Split Pandas DF columns based on condition


I have the below DF I need to manipulate. The problem is the two tags columns can have either none, a Movie title or a Genre. I need to separate the Movie title and Genres into two new separate columns named Movie and Genre respectively and if either column contains none don't even evaluate it.

VideoId Tags1 Tags2
1234 None None
3456 Movie:Rocky Genre:Drama
5678 Genre:Romance Movie:Love Me
7890 Movie:Scream Genre:Horror
9012 Movie:Shrek None

So if columns contains Movie: then split the and put the second item of the array into the new Movie Column. If it contains Genre then split and place it in the new Genre column. I am getting an index out of range for the 'none' columns. And I think I have to reiterate thru each column again to find Genres that are in the Movies DF and vice-versa.
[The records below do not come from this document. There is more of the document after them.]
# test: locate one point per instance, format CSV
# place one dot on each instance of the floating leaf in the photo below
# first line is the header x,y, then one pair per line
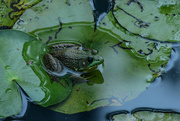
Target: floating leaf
x,y
130,61
153,20
12,9
49,13
15,70
147,116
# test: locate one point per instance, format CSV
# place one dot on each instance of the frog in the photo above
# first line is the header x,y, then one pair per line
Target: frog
x,y
75,57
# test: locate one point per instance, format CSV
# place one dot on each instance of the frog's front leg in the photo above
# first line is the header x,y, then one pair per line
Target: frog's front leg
x,y
53,65
62,46
78,78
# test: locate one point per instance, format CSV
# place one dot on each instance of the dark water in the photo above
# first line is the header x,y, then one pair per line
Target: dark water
x,y
161,96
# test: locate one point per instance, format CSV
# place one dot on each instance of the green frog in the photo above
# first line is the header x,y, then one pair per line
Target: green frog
x,y
73,56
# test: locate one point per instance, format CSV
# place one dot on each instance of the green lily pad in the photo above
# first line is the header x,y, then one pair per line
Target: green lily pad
x,y
11,10
122,71
147,116
52,13
153,20
131,62
15,70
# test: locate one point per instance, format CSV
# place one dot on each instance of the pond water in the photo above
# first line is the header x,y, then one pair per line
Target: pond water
x,y
162,95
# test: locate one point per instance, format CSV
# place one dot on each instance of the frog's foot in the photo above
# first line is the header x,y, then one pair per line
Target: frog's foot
x,y
79,79
56,79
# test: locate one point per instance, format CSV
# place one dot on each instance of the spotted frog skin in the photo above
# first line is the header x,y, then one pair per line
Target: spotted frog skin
x,y
72,56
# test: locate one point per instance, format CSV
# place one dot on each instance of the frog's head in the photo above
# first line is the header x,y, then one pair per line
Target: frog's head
x,y
90,61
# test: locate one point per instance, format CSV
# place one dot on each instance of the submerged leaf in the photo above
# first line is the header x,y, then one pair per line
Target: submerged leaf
x,y
15,70
147,116
50,13
151,19
12,9
130,61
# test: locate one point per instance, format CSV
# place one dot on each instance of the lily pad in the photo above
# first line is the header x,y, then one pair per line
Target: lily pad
x,y
50,13
147,116
120,62
131,62
153,20
15,70
11,10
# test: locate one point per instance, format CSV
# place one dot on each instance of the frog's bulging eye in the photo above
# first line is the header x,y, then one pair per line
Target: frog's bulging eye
x,y
90,59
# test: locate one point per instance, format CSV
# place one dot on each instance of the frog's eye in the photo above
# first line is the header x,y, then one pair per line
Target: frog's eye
x,y
90,59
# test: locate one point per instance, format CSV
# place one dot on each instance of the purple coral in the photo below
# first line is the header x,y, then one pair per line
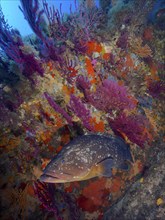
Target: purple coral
x,y
111,96
12,44
54,199
46,195
157,89
57,108
80,110
132,126
33,15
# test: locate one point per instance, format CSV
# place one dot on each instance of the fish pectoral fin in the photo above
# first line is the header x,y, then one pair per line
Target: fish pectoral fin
x,y
106,167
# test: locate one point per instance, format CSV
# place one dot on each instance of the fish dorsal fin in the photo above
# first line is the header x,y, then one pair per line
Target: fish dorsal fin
x,y
105,167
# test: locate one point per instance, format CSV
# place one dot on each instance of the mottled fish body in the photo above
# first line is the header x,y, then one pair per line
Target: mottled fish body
x,y
86,157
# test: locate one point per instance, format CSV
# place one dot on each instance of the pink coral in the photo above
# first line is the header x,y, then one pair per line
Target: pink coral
x,y
111,96
133,126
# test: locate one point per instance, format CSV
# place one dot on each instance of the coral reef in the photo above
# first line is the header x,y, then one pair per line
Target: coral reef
x,y
98,69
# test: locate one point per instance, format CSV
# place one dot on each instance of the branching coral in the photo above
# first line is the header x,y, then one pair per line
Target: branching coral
x,y
137,48
134,126
80,111
57,108
111,96
12,44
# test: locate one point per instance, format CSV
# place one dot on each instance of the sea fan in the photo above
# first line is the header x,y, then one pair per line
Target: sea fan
x,y
80,111
111,96
57,108
157,89
134,126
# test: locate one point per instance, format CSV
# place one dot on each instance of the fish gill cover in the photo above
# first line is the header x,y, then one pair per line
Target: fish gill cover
x,y
98,69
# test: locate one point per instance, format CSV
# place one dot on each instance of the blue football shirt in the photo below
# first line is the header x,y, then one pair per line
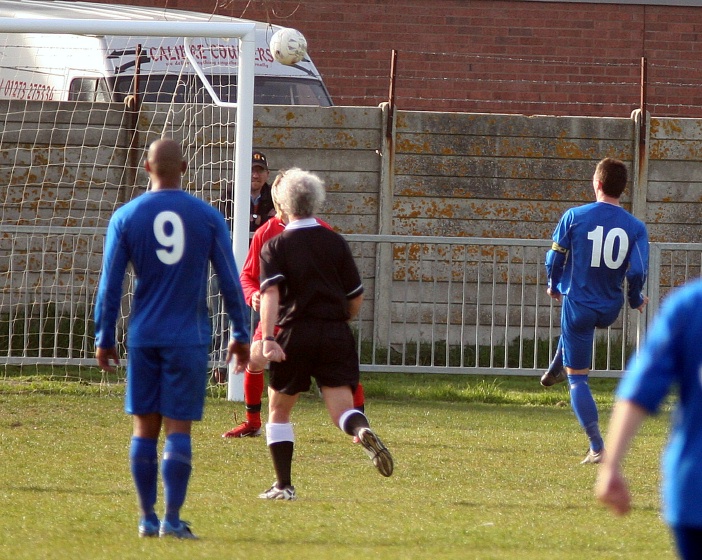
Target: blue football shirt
x,y
168,236
671,356
595,247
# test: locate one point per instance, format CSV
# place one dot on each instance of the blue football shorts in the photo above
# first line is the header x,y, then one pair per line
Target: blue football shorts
x,y
169,381
578,324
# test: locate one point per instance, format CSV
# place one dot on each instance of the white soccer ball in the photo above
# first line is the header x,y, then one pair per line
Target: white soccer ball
x,y
288,46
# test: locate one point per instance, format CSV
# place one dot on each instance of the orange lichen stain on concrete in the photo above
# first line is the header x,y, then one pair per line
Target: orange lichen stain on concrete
x,y
339,118
346,139
670,126
570,150
407,146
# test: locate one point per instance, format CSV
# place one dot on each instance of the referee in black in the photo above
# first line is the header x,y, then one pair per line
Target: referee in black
x,y
310,289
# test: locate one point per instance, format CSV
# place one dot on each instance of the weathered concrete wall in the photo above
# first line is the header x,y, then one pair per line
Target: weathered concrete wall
x,y
451,174
67,166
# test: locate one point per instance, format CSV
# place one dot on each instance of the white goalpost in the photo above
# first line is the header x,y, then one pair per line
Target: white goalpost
x,y
39,246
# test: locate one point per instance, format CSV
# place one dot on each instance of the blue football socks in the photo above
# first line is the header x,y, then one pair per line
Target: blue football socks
x,y
175,469
585,410
143,461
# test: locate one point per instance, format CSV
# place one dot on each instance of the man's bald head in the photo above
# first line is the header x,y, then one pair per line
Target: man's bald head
x,y
165,164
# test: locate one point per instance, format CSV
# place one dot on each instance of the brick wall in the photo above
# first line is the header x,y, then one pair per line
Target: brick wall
x,y
494,56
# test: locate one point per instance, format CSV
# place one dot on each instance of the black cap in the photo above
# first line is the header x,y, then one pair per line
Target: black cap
x,y
259,158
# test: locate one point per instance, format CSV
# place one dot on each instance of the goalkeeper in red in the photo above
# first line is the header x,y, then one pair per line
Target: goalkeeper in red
x,y
169,237
595,247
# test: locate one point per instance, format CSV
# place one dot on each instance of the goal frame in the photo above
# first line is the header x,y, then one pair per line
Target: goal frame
x,y
245,33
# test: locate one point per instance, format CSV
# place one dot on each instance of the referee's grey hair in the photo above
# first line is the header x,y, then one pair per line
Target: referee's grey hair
x,y
300,193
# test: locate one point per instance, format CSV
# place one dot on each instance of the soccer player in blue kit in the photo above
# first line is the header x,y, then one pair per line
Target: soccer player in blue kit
x,y
671,357
595,247
169,237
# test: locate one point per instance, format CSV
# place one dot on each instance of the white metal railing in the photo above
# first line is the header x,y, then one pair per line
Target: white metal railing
x,y
432,304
Movies = df['Tags1'].apply(lambda x: x.split(':')[1] if 'Movie' in x else x)

Genres = df['Tags2'].apply(lambda x: x.split(':')[1] if 'Genre' in x else x)
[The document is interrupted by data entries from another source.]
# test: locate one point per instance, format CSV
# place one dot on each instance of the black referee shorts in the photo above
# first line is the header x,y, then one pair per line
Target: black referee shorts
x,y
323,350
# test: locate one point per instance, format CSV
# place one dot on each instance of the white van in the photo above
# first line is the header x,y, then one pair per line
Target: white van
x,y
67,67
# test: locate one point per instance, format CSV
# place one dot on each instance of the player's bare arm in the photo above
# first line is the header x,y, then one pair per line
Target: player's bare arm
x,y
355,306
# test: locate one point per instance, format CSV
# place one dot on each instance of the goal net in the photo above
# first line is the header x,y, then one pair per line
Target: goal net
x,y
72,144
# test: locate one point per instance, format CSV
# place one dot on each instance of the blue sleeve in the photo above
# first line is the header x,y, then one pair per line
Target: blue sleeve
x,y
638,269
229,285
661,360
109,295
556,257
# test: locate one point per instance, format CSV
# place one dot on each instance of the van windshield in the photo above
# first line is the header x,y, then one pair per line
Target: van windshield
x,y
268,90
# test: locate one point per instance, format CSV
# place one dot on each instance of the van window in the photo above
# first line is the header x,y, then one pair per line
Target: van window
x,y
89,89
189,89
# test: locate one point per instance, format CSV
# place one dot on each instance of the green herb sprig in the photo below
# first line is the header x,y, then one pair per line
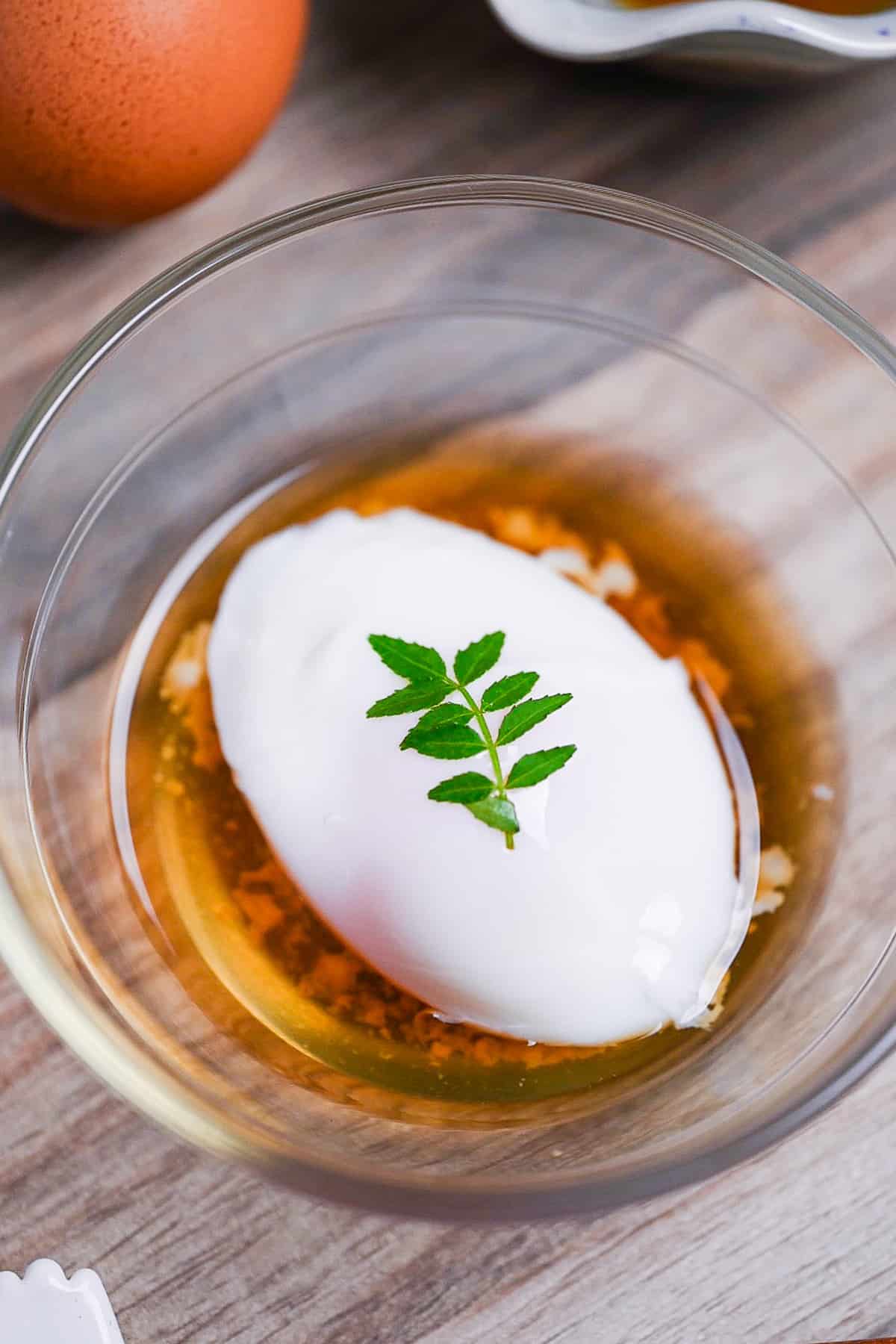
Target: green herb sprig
x,y
455,730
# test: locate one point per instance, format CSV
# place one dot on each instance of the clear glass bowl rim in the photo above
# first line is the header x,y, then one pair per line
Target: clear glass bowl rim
x,y
105,1045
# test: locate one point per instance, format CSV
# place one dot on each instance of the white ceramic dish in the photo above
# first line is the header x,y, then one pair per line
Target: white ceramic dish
x,y
743,37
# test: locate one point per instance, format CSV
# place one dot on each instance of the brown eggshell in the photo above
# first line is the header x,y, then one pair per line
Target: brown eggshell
x,y
114,111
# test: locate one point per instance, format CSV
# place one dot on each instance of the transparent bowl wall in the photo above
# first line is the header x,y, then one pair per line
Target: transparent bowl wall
x,y
403,314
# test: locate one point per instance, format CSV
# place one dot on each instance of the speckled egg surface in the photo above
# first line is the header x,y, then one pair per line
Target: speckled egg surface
x,y
116,111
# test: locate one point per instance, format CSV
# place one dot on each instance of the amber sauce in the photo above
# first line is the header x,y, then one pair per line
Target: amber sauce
x,y
247,944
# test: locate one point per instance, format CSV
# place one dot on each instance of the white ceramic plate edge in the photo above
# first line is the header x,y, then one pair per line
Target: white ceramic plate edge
x,y
583,31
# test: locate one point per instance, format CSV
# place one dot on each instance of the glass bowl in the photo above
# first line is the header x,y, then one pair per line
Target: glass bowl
x,y
561,316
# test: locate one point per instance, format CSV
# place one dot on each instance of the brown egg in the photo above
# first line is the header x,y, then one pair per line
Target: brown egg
x,y
114,111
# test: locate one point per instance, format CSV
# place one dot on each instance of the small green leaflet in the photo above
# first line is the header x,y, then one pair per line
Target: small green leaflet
x,y
447,714
524,717
508,690
447,741
499,813
462,788
418,695
538,766
458,729
479,659
413,662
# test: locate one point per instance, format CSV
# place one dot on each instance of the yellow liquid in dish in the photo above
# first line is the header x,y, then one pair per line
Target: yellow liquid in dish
x,y
246,941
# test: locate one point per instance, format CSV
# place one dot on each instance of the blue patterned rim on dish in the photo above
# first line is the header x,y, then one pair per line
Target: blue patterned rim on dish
x,y
761,35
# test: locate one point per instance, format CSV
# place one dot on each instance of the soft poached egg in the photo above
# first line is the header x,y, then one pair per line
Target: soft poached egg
x,y
620,909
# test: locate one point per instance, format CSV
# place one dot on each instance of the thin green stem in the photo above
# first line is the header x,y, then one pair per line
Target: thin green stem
x,y
494,752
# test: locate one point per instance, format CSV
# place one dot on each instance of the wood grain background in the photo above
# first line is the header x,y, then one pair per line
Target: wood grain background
x,y
790,1249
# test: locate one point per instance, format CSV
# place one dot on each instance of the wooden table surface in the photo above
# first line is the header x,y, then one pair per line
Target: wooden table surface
x,y
793,1248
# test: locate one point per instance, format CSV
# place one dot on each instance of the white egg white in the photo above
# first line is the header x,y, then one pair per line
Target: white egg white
x,y
608,918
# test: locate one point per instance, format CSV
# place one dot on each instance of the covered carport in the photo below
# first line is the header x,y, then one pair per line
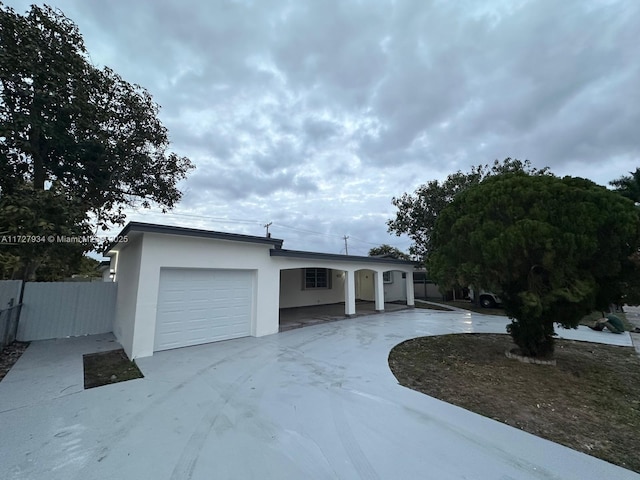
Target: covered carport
x,y
341,281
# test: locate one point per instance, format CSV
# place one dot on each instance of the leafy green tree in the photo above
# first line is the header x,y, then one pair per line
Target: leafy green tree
x,y
64,122
628,186
554,249
388,250
417,212
34,227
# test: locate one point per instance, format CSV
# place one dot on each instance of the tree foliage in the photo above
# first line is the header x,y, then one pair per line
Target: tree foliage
x,y
554,249
629,185
81,133
417,212
388,251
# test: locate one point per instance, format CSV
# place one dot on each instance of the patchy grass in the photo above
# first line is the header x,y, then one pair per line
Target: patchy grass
x,y
589,402
105,368
10,355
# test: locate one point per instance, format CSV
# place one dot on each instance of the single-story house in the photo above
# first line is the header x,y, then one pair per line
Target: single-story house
x,y
183,286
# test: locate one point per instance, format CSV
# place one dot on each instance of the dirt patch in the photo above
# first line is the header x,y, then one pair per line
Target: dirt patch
x,y
589,401
105,368
10,355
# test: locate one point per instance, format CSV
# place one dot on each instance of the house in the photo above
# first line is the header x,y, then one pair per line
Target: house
x,y
183,286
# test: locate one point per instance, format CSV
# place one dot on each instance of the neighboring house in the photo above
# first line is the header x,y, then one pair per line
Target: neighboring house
x,y
105,271
182,286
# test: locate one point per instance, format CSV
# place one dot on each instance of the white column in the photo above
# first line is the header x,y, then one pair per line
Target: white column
x,y
349,293
378,286
410,293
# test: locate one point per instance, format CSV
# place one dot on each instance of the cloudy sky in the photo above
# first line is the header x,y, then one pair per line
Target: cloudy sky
x,y
312,115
The resulting DF should look like below:

VideoId Movie Genre
1234 None None
3456 Rocky Drama
5678 Love Me Romance
7890 Scream Horror
9012 Shrek None

Solution

  • The suggested solution below uses .itertuples to go through all cells and splits any cells [unless they're in the first columns] containing : into a key-value pair, so it should work for any number of tag-types and Tags_ columns.

    # import pandas as pd
    # df = pd.read_html('https://stackoverflow.com/questions/75909759')[0] # from your q
    
    parse_cols = [c for c in df.columns if c[:4]=='Tags' or c=='VideoId'] # [filter]
    max_cols = 2 # None # [ set None to include all columns ]
    
    new_df = pd.DataFrame([{'VideoId':vi, **{k:v for k,v in [
        rv.split(':',1) for rv in row[:max_cols] if isinstance(rv,str) and ':' in rv
    ]}} for _, vi, *row in df[parse_cols].itertuples()])
    # ]}} for vi, *row in df.itertuples()]) ## if df['VideoId'] is also df.index
    

    NOTE: Omit the _, part in ...for _, vi, *row in... if df['VideoId'] is also df.index.
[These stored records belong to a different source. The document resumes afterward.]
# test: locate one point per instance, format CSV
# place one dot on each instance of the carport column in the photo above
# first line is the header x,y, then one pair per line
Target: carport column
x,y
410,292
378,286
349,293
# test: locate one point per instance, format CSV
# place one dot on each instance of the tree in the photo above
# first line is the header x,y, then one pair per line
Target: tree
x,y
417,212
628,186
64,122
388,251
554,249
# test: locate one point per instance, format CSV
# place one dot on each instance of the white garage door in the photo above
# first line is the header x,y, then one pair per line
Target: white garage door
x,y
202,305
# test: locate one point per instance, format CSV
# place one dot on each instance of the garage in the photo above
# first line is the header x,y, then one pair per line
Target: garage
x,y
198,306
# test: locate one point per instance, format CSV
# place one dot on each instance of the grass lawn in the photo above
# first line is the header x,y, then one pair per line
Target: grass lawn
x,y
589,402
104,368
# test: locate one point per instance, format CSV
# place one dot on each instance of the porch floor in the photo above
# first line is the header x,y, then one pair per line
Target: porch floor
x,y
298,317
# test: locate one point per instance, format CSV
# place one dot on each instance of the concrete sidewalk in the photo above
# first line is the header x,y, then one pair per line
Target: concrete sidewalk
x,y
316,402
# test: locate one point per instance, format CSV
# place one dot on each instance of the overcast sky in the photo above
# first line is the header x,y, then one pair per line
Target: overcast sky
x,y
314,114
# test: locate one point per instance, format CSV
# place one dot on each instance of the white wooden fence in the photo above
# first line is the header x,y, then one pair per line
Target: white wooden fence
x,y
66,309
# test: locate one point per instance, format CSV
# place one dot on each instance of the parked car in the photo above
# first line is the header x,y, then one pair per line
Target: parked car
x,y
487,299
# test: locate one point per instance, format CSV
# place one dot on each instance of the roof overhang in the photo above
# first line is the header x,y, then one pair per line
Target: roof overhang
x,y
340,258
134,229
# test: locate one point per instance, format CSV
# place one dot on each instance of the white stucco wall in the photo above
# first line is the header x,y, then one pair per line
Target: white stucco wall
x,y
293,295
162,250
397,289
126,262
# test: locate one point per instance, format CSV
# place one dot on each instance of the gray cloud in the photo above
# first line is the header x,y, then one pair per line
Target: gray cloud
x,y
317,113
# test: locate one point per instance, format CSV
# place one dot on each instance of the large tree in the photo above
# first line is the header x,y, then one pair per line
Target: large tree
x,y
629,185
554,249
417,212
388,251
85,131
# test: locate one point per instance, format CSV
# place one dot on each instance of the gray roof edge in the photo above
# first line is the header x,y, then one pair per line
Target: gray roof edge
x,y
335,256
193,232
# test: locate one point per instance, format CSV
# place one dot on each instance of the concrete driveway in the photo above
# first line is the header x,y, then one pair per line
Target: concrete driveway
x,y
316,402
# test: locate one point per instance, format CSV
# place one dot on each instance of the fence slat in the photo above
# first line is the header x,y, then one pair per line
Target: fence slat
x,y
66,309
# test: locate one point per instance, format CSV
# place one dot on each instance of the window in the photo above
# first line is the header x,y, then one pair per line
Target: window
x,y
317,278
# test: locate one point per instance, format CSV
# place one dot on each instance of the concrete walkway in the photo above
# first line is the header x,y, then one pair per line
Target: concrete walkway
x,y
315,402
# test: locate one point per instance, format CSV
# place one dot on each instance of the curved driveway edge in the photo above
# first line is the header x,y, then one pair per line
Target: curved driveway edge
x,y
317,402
    new_df should look like

    ╒═══════════╤═════════╤═════════╕
    │   VideoId │ Movie   │ Genre   │
    ╞═══════════╪═════════╪═════════╡
    │      1234 │ None    │ None    │
    ├───────────┼─────────┼─────────┤
    │      3456 │ Rocky   │ Drama   │
    ├───────────┼─────────┼─────────┤
    │      5678 │ Love Me │ Romance │
    ├───────────┼─────────┼─────────┤
    │      7890 │ Scream  │ Horror  │
    ├───────────┼─────────┼─────────┤
    │      9012 │ Shrek   │ None    │
    ╘═══════════╧═════════╧═════════╛
    

    [Printed with print(new_df.fillna('None').to_markdown(index=False, tablefmt='fancy_grid')).]


    Btw, about

    "What happens if both Tags1, Tags2 column has Movie: or Genre: in the same row?" -- comment by SomeDude

    In the case of this solution, the value from last column [Tags2 in your sample data] will over-write any values with the same key from previous columns.